Avoid idling. While idling, your car gets exactly 0 miles per gallon while starting the car uses the same amount as idling for 6 seconds. Park your car and go into the restaurant rather than idling in the drive-through. Idling with the air conditioning on also uses extra fuel. Also, avoid going so fast that you have to brake for someone. Whenever you brake, you waste the gas it took to get going that fast.
Drive at a consistent speed. Avoid quick acceleration and hard braking. Cruise control will keep you at a constant speed, even when going up and down hills.
Avoid stops. If approaching a red light, see if you can slow down enough to avoid having to actually stop (because you reach the light after it is green). Speeding up from 5 or 10 miles per hour will be easier on the gas than starting from full stop.
Anticipate the stop signs and lights. Look far ahead; get to know your usual routes. You can let up on the gas earlier. Coasting to a stop will save the gasoline you would otherwise use maintaining your speed longer. If it just gets you to the end of a line of cars at a red light or a stop sign a few seconds later, it won't add any time to your trip. Ditto for coasting to lose speed before a highway off-ramp: if it means you catch up with that truck halfway around the curve instead of at the beginning, you haven't lost any time. In many cities, if you know the streets well, you can time the lights and maintain the appropriate speed to hit all green lights. Usually this is about 35 to 40 MPH.
Slow down. Air resistance goes up as the square of velocity. The power consumed to overcome that air resistance goes up as the cube of the velocity. Rolling resistance is the dominant force below about 40 mph. Above that, every mph costs you mileage. Go as slow as traffic and your schedule will allow. Drive under 60-65 since air grows exponentially denser, in the aerodynamic sense, the faster we drive. To be precise, the most efficient speed is your car's minimum speed in it's highest gear, since this provides the best "speed per RPM" ratio. This is usually about 45 to 55 miles per hour.
Use A/C only on the highway. At lower speeds, open the windows. This increased the drag and reduces fuel efficiency, but not as much as the AC at low speeds (35-40 mph). The air con - when used a lot - is known to use up about 8% of the fuel you put into your car.
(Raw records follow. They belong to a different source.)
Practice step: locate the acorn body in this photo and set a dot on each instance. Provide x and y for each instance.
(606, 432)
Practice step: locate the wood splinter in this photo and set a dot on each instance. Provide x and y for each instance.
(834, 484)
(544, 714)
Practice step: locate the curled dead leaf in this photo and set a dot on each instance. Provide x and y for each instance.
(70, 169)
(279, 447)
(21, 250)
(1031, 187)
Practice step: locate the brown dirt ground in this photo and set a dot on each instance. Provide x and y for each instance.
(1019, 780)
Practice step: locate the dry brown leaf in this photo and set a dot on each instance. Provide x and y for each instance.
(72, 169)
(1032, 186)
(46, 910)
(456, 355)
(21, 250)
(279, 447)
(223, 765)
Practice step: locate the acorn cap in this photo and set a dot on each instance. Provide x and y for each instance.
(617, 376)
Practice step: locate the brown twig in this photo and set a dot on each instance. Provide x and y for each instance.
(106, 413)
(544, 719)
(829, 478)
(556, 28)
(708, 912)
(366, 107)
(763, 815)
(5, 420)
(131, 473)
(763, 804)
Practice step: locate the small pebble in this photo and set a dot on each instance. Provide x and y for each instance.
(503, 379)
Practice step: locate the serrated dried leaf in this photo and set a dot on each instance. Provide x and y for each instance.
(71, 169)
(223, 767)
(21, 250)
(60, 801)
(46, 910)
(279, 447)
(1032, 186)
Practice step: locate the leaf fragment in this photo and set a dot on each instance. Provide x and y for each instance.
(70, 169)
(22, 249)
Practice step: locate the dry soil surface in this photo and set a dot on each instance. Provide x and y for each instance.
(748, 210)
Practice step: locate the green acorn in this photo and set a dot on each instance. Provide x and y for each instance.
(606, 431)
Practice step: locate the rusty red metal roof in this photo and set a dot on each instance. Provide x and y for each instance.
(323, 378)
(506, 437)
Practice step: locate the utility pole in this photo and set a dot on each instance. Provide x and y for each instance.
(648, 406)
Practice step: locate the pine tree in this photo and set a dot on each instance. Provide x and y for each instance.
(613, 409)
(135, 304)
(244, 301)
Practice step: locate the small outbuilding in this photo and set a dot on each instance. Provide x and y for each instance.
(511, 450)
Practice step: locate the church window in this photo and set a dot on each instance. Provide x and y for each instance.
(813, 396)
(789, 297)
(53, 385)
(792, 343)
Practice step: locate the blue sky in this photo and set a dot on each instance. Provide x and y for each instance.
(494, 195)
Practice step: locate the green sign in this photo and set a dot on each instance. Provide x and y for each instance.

at 6 miles to the gallon the engine will not be running properly
if it is running well then you have a fuel leak in a hose somewhere or your method of calculating the consumption is flawed
to get a consumption reading , fill the tank completely , take a note of the mileage and use the car normally you have to refuel again
fill the tank completely and take the mileage again
now deduct the first mileage from the second to get distance driven and use the second fill amount to get the fuel consumption for the distance covered
One tank of gas is not enough to compare mileage. Or are you saying the computer's readout of mpg estimate is showing less? Try a tank or two of premium and see if that helps. Keep track of gas mileage. Driving techniques have a lot to do with gas mileage, as does long trips vs. short trips, highway cruising vs. city driving. For best mileage, do regular maintenance and keep the car in top running condition-good spark plugs and clean filters and clean oil ! Attend to minor problems before they escalate. If you want to check actual miles per gallon, start with a full tank. Write the odometer reading down, and go. Everytime you put gas in, write down the amount. When you are close to 1,000 miles from the time you started, go fill the tank and include that amount of gas to your previous list. Now add up all the gas used and divide it into the miles to get miles per gallon. (976 miles/31.8 gallons = 30.69 mpg ) . Only one tank will skew your numbers, might be off cause the tank was filled more to the top than the previous fill-up. About a thousand miles of driving will give you a very accurate figure of miles per gallon for your car.
there is a book publish by the govnt or minister of transport on the exact milage as well if you know how many liters or gallons go in your tank like 80 liters and the gas is 1.00 a liter it cost $80 for 80 liters on a full tank you do 500 km but make sure proper conditions of 100km a hour tires all proper equal pressure the wind is also a facture there is a lot involved to calculate your gas proformance as well if you had a oil change done latly you can find out on a govt site for gas consuption or consumers report
Make sure the air filter is clean. Have a diagnostic scan done to the engine to see if there are any trouble codes or issues that would reduce your gas mileage. You are getting around 11 or 12 miles to the gallon, which isn't very good. But, judging by the low amount of miles on the car, you apparently do all your driving in traffic, and short distances with a lot of stop and go. If you let the engine warm up for long periods of time, especially in cold weather, that will drop your mileage considerably. Letting a car warm up for 10 or 15 minutes in the winter gets you 0 miles per gallon for that amount of time. Add all these factors up, and figure in the poor quality of today's fuel, 12 miles per gallon is not too far off from what you should be getting. If you have the v6 engine, your mileage was probably around 15mpg when the car was new. Now if you were to take your car on a road trip where you could drive a long distance with the cruise control set on 65mph, you would probably get around 18mpg.